King Arthur (2004 Clive Owen, Keira Knightley)

The Inciting Incident – After 15 years of bondage, Bishop Germanius refuses to release the Knights from their service to Rome unless they do one more task.
The Initial Surface Problem – Save a prominent Roman family from the approaching Saxon army (located deep in the north of England and Woad territory).
The Story-Worthy Problem – Arthur’s journey to find his true self and become King of England (starting by defeating the Saxon army).

Star Trek (2009 Chris Pine, Zoe Saldana)

The Inciting Incident – Commander Pike appeals to Kirk’s ego and conflicting feelings about his father, prompting Kirk to join Star Fleet. “Your father was captain of a star ship for 12 minutes. He saved 800 lives including your mother and yours. I dare you to do better.”
The Initial Surface Problem – A distress call from Vulcan, all cadets called to duty.
The Story-Worthy Problem – Prevent Romulans from obliterating Earth.

The Hunger Games (2012 Jennifer Lawrence, Stanley Tucci)

The Inciting Incident – Katniss volunteers.
The Initial Surface Problem – Don’t die.
The Story-Worthy Problem – Win the Hunger Games and keep Peeta alive.

And as all good lessons go, here's a little homework for you.

Your Story: ________________________________________

The Inciting Incident --
The Initial Surface Problem --
The Story-Worthy Problem --

Do you agree with my conclusions? Let me know in the comments or share Your Story with us.

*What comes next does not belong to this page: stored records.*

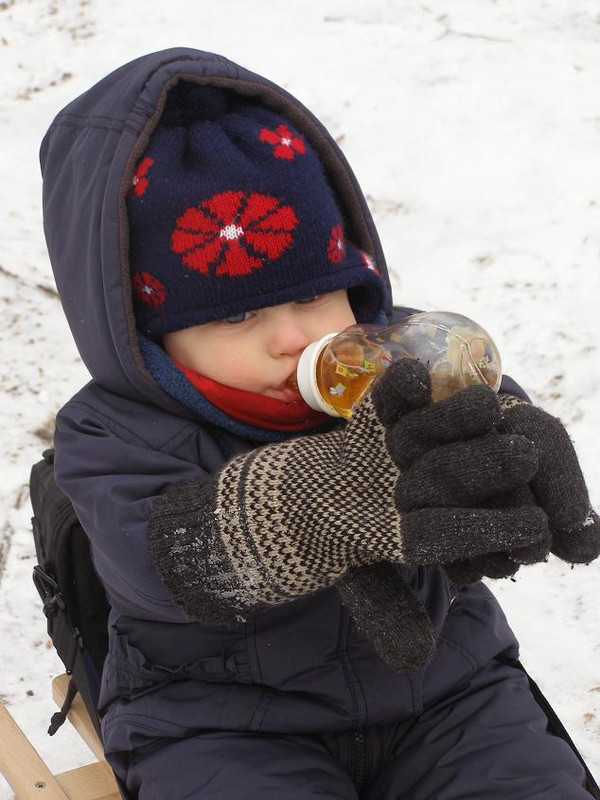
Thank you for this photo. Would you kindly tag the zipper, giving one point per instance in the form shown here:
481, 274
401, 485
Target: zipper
360, 765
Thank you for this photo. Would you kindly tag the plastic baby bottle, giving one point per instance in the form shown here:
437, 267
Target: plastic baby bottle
336, 372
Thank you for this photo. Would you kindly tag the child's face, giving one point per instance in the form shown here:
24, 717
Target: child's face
258, 351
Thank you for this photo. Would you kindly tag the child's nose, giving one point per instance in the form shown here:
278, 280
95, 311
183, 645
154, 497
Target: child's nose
290, 334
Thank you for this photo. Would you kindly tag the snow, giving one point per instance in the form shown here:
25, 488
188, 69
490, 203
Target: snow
474, 129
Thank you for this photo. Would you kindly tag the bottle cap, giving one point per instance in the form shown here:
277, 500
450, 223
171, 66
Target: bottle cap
306, 376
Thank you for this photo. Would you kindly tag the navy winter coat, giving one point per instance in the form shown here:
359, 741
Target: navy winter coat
121, 441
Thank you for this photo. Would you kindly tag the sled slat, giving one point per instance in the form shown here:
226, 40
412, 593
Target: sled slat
92, 782
78, 716
21, 765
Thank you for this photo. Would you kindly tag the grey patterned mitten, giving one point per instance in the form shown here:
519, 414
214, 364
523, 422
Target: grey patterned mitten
287, 519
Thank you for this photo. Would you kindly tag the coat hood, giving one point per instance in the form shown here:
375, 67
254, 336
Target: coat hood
88, 157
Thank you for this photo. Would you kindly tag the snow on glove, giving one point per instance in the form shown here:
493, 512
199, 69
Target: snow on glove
287, 519
558, 485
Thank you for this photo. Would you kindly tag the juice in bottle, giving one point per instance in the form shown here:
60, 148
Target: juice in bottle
335, 373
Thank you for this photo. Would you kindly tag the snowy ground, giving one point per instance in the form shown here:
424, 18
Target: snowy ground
474, 128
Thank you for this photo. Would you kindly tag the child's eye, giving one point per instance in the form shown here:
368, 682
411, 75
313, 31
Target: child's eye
236, 318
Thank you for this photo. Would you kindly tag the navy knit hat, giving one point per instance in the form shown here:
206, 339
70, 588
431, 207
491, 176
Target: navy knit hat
229, 211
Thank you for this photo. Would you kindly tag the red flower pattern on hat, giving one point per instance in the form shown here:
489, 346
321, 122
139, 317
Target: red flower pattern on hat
336, 249
149, 289
233, 233
139, 184
369, 262
286, 145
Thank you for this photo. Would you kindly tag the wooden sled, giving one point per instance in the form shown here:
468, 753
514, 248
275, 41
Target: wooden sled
28, 775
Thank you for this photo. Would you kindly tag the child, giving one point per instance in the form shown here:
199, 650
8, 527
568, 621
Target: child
296, 605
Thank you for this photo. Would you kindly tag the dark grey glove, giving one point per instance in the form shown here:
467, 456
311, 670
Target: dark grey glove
287, 519
558, 485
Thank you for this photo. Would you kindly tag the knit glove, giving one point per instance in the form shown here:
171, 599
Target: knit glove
287, 519
558, 485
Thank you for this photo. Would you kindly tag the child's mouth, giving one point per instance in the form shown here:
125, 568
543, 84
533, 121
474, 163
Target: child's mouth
287, 392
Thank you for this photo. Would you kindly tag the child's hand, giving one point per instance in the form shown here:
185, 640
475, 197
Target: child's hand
463, 491
558, 485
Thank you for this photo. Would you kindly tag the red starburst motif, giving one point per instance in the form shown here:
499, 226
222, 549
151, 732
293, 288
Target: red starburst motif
369, 262
149, 290
233, 233
336, 249
139, 184
286, 144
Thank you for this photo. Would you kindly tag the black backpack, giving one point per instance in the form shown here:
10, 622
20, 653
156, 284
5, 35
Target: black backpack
73, 598
77, 610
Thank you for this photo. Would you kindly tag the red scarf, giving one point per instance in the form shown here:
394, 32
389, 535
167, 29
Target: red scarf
256, 409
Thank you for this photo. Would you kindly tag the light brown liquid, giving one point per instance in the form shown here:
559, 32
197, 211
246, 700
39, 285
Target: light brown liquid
345, 377
456, 351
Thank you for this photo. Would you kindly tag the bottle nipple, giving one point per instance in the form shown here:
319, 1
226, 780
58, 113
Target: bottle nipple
335, 373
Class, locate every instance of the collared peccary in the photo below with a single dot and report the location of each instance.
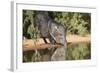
(52, 30)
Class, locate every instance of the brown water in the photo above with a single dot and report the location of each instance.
(80, 51)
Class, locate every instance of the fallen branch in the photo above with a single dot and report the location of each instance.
(30, 44)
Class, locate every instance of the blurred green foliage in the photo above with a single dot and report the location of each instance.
(74, 22)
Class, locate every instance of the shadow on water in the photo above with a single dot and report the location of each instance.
(78, 51)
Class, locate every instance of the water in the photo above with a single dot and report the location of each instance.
(79, 51)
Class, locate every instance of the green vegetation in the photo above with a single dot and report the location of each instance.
(74, 23)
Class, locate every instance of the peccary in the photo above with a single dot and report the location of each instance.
(52, 30)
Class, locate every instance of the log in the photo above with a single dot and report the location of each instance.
(30, 44)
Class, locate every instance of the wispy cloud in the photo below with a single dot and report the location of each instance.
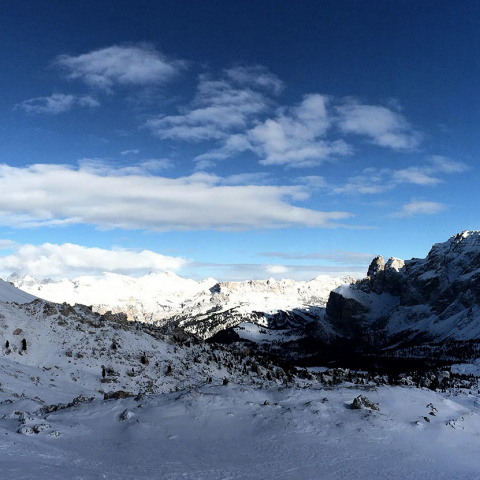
(44, 195)
(340, 257)
(139, 65)
(56, 103)
(221, 107)
(420, 207)
(374, 180)
(383, 126)
(295, 136)
(67, 260)
(100, 166)
(133, 151)
(259, 271)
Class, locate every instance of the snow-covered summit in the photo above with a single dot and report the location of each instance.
(10, 293)
(159, 297)
(437, 297)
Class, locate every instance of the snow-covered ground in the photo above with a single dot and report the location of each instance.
(184, 420)
(238, 432)
(159, 296)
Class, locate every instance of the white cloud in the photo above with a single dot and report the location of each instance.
(139, 65)
(415, 175)
(420, 207)
(67, 260)
(294, 137)
(276, 269)
(255, 271)
(221, 106)
(100, 166)
(255, 75)
(447, 165)
(43, 195)
(340, 257)
(313, 181)
(133, 151)
(383, 126)
(374, 180)
(56, 103)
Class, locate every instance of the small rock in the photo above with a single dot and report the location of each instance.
(363, 402)
(126, 415)
(117, 395)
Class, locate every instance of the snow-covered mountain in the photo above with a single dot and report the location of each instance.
(409, 303)
(275, 305)
(151, 298)
(203, 308)
(85, 395)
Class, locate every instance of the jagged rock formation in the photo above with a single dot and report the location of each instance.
(436, 298)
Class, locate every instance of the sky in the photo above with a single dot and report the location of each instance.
(236, 140)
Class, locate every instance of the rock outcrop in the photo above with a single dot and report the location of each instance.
(436, 298)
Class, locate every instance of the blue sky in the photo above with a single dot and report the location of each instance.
(235, 139)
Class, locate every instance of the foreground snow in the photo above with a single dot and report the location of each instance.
(220, 432)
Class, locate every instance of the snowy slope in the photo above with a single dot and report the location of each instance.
(203, 308)
(436, 298)
(182, 422)
(151, 298)
(9, 293)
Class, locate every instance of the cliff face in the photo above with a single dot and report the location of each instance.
(437, 297)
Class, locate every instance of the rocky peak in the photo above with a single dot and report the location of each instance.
(377, 265)
(438, 295)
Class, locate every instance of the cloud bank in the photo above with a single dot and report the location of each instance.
(56, 195)
(68, 260)
(119, 65)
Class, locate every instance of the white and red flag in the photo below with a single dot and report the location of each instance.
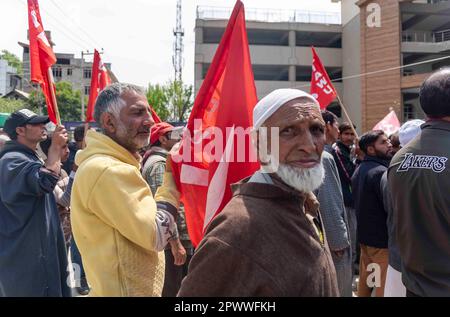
(321, 87)
(99, 80)
(41, 59)
(390, 124)
(225, 105)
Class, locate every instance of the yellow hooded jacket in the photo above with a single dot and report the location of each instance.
(113, 221)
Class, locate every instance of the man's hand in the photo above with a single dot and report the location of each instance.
(59, 140)
(59, 137)
(178, 251)
(339, 253)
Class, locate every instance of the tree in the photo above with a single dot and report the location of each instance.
(180, 98)
(171, 101)
(157, 98)
(69, 102)
(13, 61)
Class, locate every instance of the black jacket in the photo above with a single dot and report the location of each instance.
(346, 168)
(33, 258)
(370, 213)
(419, 181)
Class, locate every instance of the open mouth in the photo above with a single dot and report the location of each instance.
(307, 163)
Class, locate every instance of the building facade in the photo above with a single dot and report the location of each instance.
(363, 50)
(68, 68)
(9, 80)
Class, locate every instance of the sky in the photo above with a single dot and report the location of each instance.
(136, 35)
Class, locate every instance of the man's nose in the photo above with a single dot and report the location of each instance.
(307, 143)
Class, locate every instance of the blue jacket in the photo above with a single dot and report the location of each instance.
(33, 258)
(370, 213)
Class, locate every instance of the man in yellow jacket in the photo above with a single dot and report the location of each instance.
(116, 223)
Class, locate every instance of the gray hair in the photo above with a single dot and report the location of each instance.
(110, 99)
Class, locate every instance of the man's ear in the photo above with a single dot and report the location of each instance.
(20, 131)
(109, 123)
(371, 150)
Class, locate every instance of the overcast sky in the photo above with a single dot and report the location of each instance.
(137, 35)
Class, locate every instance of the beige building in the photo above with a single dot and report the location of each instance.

Again, this is what I've gleaned from only a quarter of the book, much more awaits us. Go forth and procure a copy for yourself.


Unknown said...

I just finished the book and think it's genius. I'm curious if Les Edgerton would agree with your assessments. I'm going through familiar stories and trying to identify the elements to cement the ideas from the book in my head.

Unknown said...

I'm curious if Les Edgerton would agree or disagree with your assessments. I'm not sure of all of them but I've been doing the same thing to try and get a handle on the idea. The problem is: a lot of stories don't seem to start with the inciting incident to me. Have you found the same?

Chris Todd Miller said...

Hey Trevor,

I would love to sit down with Mr. Edgerton and discuss his book. He may or may not agree with my assessments, but regardless, having done this examination has really helped me better formulate my stories.

I have found that some stories wait for a bit to introduce the inciting incident, but it does get introduced. In all of the manuscripts I've edited, I always call out the inciting incident, the surface problem, and the story worthy problem. This approach lends itself better to some genres over others. For instance, some fantasy or scifi novels take some time to do world building before getting to the inciting incident; or perhaps, it's author's preference. Whichever the approach, the best stories always seem to have those three elements, even if they come around later in the story.